In this tutorial, you will set up the Amazon EFS CSI Driver on your Amazon EKS cluster and configure persistent shared storage for container workloads. More specifically, you will install the EFS CSI Driver as an Amazon EKS add-on. Amazon EKS add-ons automate installation and management of a curated set of add-ons for EKS clusters. You'll configure the EFS CSI Driver to handle both lightweight applications, akin to microservices, and more substantial systems, comparable to databases or user authentication systems, achieving seamless storage management.
About | |
---|---|
✅ AWS experience | 200 - Intermediate |
⏱ Time to complete | 30 minutes |
🧩 Prerequisites | - [AWS Account](https://aws.amazon.com/resources/create-account/ |
📢 Feedback | Any feedback, issues, or just a 👍 / 👎 ? |
⏰ Last Updated | 2023-09-29 |
Before you begin this tutorial, you need to:
- Install the latest version of kubectl. To check your version, run:
kubectl version --short
. - Install the latest version of eksctl. To check your version, run:
eksctl info
.
This tutorial is the second installment in a series on optimizing stateful applications in Amazon EKS, focusing on the Amazon EFS CSI Driver for managing complex containerized applications that require persistent and shared storage content across availability zones. This tutorial not only guides you through the configuration of the EFS CSI Driver in the "kube-system" namespace but also delves into the intricacies of storage management within the cluster. It covers the following components:
- Authentication: Leverage the pre-configured IAM Role for the Amazon EFS CSI Driver, integrated with the OpenID Connect (OIDC) endpoint, to ensure secure communication between Kubernetes pods and AWS services.
- EFS CSI Driver Setup: Deploy the Amazon EFS CSI Driver within the Amazon EKS cluster, focusing on Custom Resource Definitions (CRDs) and the installation of the driver itself.
- Sample Application Deployment: Build and deploy a stateful application that writes the current date to a shared EFS volume.

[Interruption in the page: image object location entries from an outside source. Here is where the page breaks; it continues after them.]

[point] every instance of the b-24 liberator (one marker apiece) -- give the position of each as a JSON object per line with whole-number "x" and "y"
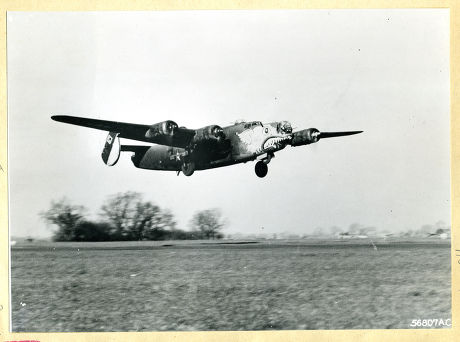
{"x": 187, "y": 150}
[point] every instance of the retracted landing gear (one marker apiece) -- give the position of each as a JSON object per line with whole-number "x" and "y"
{"x": 261, "y": 169}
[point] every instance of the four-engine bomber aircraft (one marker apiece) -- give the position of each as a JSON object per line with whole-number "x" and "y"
{"x": 182, "y": 149}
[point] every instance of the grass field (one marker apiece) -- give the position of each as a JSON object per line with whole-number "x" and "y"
{"x": 195, "y": 286}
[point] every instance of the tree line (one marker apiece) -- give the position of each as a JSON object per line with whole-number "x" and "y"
{"x": 128, "y": 217}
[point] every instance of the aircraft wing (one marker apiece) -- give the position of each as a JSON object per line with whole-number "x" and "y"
{"x": 163, "y": 133}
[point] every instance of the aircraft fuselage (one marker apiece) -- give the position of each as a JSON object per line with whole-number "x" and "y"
{"x": 243, "y": 142}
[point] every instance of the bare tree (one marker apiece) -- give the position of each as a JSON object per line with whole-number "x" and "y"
{"x": 65, "y": 216}
{"x": 132, "y": 218}
{"x": 208, "y": 223}
{"x": 119, "y": 211}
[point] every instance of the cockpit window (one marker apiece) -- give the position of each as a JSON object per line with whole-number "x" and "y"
{"x": 284, "y": 127}
{"x": 252, "y": 124}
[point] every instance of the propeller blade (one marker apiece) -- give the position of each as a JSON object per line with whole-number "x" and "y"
{"x": 324, "y": 135}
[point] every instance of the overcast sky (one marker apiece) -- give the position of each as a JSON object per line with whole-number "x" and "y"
{"x": 382, "y": 71}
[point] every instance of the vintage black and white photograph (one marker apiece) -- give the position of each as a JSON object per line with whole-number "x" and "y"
{"x": 229, "y": 170}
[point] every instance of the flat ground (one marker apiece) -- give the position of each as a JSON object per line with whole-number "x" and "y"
{"x": 153, "y": 286}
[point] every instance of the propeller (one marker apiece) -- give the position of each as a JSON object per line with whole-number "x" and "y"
{"x": 312, "y": 135}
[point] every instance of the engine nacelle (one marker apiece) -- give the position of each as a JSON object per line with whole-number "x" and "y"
{"x": 209, "y": 133}
{"x": 165, "y": 128}
{"x": 111, "y": 152}
{"x": 305, "y": 137}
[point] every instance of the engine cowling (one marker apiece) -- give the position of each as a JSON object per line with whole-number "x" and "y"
{"x": 209, "y": 133}
{"x": 305, "y": 137}
{"x": 165, "y": 128}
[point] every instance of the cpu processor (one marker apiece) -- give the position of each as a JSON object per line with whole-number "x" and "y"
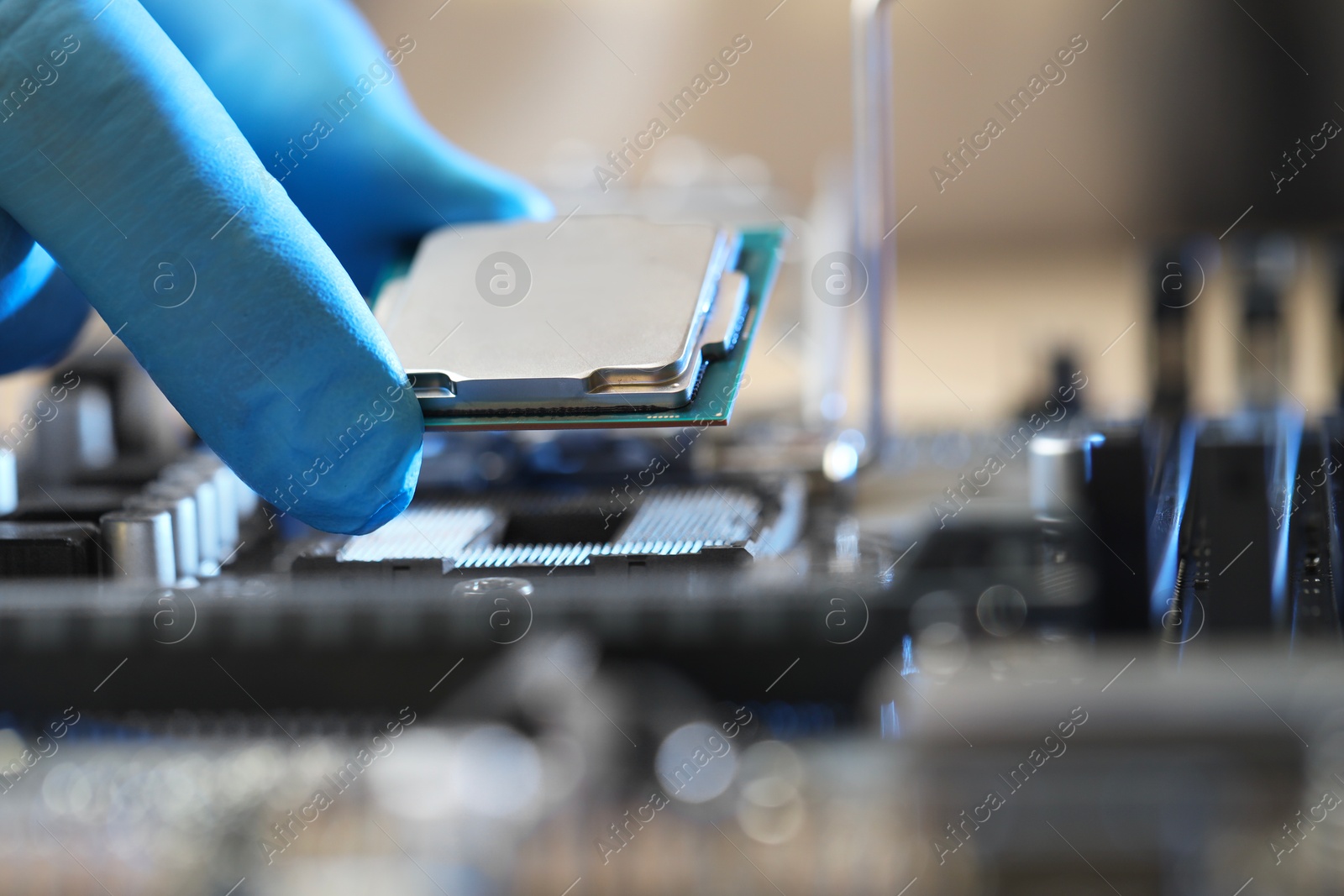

Define routing rules and annotations for a Persistent Volume Claim (PVC) based on the CentOS image. Utilize custom annotations for the PVC, specifically the 'accessMode' and 'storageClassName', to instruct the EFS CSI Driver on how to handle storage requests. For Dynamic Provisioning, use the 'storageClassName' annotation to automate the creation of Persistent Volumes (PVs).
- EFS Access Points and Security: Explore how the Amazon EFS CSI Driver leverages Amazon EFS access points as application-specific entryways. Understand the role of port 2049 for NFS traffic and how to configure security groups to allow or restrict access based on CIDR ranges. These access points enforce both user identity and root directory, offering flexibility to further refine access based on specific subnets. By fine-tuning the security group to permit traffic on this port, you empower the instances or pods within your designated CIDR range to interact with the shared file system. This granular control not only ensures the accessibility of the EFS File System by relevant cluster resources but also allows for further access restrictions based on specific subnets.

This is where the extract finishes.